6. Und dann das Weinen eines Kindes
     
    Das Sirenengeheul hatte aufgehört. Lukas saß auf dem Klo und beobachtete eine kleine, graugrüne Spinne, die es immer wieder versuchte. Sie kam einfach nicht heraus aus der Badewanne. Immer wenn sie die steile, glatte Wand bis zur Hälfte geschafft hatte, rutschte sie mit sich verheddernden Beinchen zurück auf den Boden.
    Lukas riss ein Stück Toilettenpapier ab und beugte sich weit nach vorne. Eigentlich mochte er keine Spinnen, fand sie ab einer gewissen Größe sogar ekelhaft. Aber die aussichtslosen Versuche des Tierchens weckten sein Mitleid. Nach einigem Hin und Her klammerte sich das kleine Wesen tatsächlich an das Papier und ließ sich in die Freiheit tragen. Lukas legte das mit gelben Blüten bedruckte Stück Toilettenpapier auf den gefliesten Boden und wartete, dass die Spinne sich davon machte. Sie verschwand unter der kleinen Waschbeckenkommode und Lukas wünschte ihr alles Gute.

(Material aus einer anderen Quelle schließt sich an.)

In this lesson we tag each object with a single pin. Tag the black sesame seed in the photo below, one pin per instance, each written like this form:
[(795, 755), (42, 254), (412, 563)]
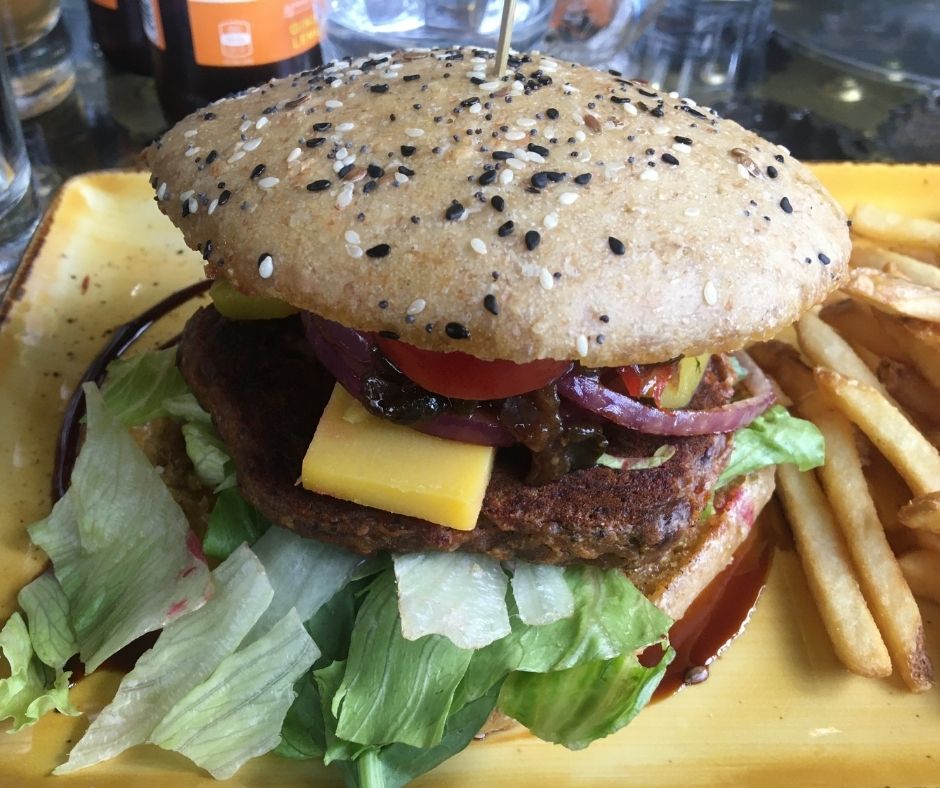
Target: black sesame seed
[(454, 211), (379, 250), (457, 331)]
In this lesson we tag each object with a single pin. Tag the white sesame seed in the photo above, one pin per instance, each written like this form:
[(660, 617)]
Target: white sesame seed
[(710, 293), (582, 345), (546, 280)]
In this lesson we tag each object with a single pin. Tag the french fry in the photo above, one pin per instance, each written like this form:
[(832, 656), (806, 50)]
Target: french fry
[(855, 637), (910, 390), (865, 254), (922, 570), (915, 458), (923, 513), (893, 294), (855, 324), (879, 575), (826, 348), (920, 341), (895, 228)]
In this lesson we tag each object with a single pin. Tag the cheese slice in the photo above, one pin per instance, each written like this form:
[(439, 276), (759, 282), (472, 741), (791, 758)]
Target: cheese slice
[(362, 458)]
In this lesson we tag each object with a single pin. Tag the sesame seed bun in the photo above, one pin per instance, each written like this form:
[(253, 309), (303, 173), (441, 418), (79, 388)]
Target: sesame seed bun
[(557, 212)]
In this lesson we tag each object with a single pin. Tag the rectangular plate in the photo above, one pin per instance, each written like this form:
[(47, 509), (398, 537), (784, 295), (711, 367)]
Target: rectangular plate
[(778, 708)]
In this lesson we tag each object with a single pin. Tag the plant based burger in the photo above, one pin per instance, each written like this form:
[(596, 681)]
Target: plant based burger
[(471, 387)]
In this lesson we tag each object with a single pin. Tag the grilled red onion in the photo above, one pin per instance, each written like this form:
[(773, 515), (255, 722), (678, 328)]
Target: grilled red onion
[(592, 395), (348, 355)]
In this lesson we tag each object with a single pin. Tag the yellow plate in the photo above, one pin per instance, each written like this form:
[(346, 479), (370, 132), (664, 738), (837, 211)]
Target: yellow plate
[(777, 710)]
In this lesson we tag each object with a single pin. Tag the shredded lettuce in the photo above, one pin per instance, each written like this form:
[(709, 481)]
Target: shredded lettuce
[(120, 546), (773, 438), (461, 596), (187, 652), (31, 689), (542, 594)]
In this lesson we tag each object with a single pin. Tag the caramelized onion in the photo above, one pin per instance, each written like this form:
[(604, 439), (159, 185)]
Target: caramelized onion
[(589, 393)]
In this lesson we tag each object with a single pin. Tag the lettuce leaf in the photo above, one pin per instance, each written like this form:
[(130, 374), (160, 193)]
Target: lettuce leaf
[(238, 712), (393, 689), (579, 705), (47, 613), (187, 652), (774, 438), (461, 596), (104, 538), (31, 689)]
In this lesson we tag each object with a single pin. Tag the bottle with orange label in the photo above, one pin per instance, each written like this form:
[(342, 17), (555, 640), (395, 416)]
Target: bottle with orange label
[(120, 34), (205, 49)]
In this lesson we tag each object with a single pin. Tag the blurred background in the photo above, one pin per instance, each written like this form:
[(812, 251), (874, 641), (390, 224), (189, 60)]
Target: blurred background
[(85, 84)]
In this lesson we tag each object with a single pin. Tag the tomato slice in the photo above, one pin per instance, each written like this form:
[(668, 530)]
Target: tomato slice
[(463, 376)]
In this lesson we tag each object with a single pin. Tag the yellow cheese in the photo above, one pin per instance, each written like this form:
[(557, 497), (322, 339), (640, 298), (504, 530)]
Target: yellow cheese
[(359, 457)]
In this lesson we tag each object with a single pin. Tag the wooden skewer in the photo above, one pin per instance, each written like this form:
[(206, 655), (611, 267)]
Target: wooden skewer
[(505, 37)]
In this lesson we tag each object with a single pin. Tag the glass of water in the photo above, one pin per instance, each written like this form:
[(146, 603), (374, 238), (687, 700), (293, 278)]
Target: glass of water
[(358, 27)]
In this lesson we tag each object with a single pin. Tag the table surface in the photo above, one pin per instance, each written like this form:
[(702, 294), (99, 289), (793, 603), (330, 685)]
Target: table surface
[(813, 107)]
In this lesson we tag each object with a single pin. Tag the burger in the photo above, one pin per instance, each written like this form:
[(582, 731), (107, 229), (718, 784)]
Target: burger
[(486, 331)]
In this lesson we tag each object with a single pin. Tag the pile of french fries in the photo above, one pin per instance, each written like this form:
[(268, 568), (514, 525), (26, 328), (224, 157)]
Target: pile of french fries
[(865, 368)]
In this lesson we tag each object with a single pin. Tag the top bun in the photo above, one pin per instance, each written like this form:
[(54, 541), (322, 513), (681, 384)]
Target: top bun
[(554, 212)]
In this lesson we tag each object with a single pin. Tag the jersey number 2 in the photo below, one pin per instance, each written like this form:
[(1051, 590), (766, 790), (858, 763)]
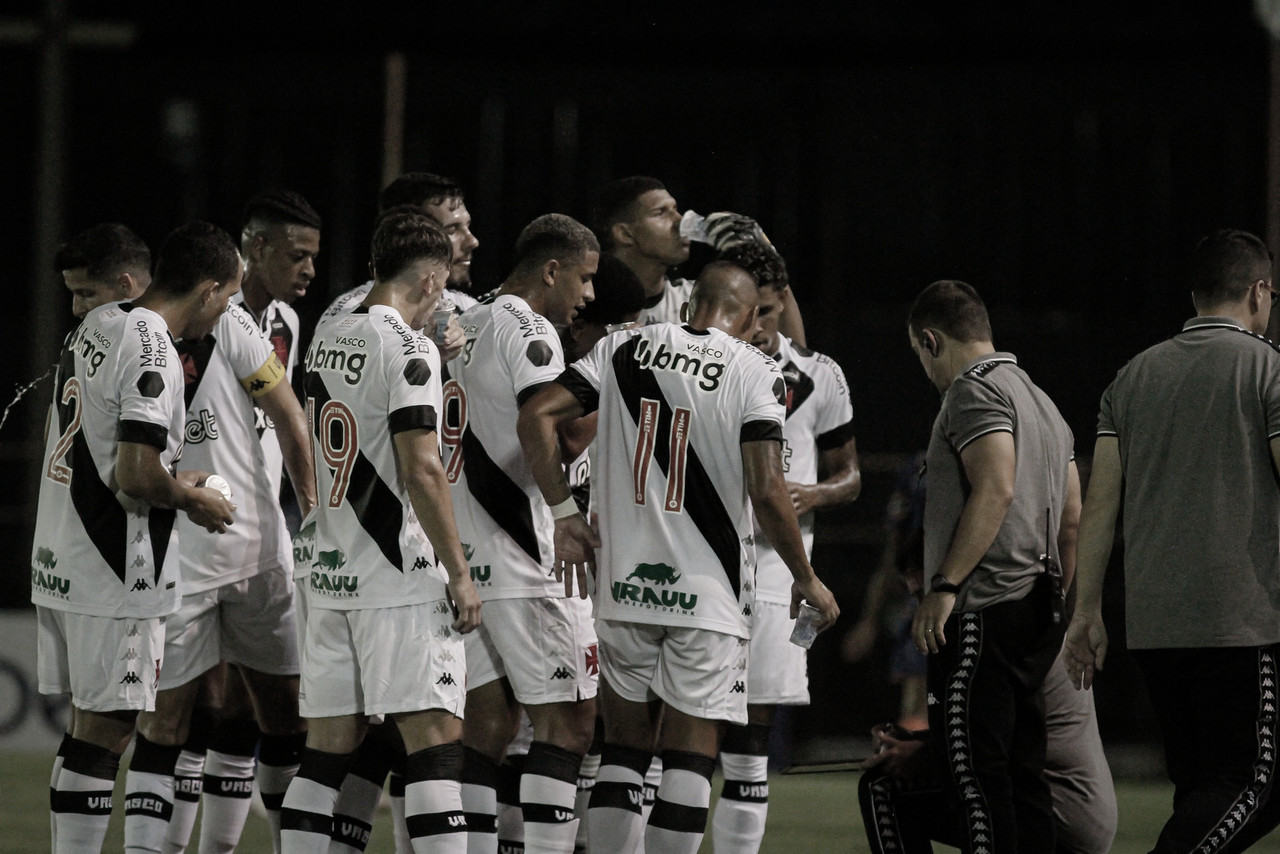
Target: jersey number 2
[(677, 439)]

    Als es nichts mehr zu sehen gab, da wischte Lukas sich den Hintern ab und zog sich die Hose hoch. Er spülte, wusch sich die Hände und sah in den Spiegel. Einige Sekunden lang begutachtete er die Falten, die sich in den letzten Jahren in seine Stirn gegraben hatten. Ihm fiel das Wort „altersgemäß” ein. Dann warf er sich kaltes Wasser ins Gesicht und überlegte, was zu tun war. Erst einmal die Schublade öffnen, in der die Aufzeichnungen waren. Und dann eine Kleinigkeit essen. Er trocknete sich ab, verließ das Badezimmer und ging hinunter zu der kleinen Kommode im Flur. Er bewegte sich langsam und vorsichtig. Als Kind war er oft durch das Haus getobt, war zusammen mit seinem Bruder die steile Treppe hoch und runter gerannt, hatte einmal sogar eine große Blumenvase herunter geworfen … und erfolglos versucht, die Schuld Daniel zuzuschieben. Aber jetzt fühlte er sich fremd in dieser Umgebung. Vielleicht weil im Wohnzimmer der Herr Schneider gestorben ist , dachte Lukas. Er konnte sich nicht vorstellen, in diesem Haus laut zu lachen … oder sich gar einen runterzuholen. Er kam sich vor wie auf einem Friedhof, da war man auch still und anständig.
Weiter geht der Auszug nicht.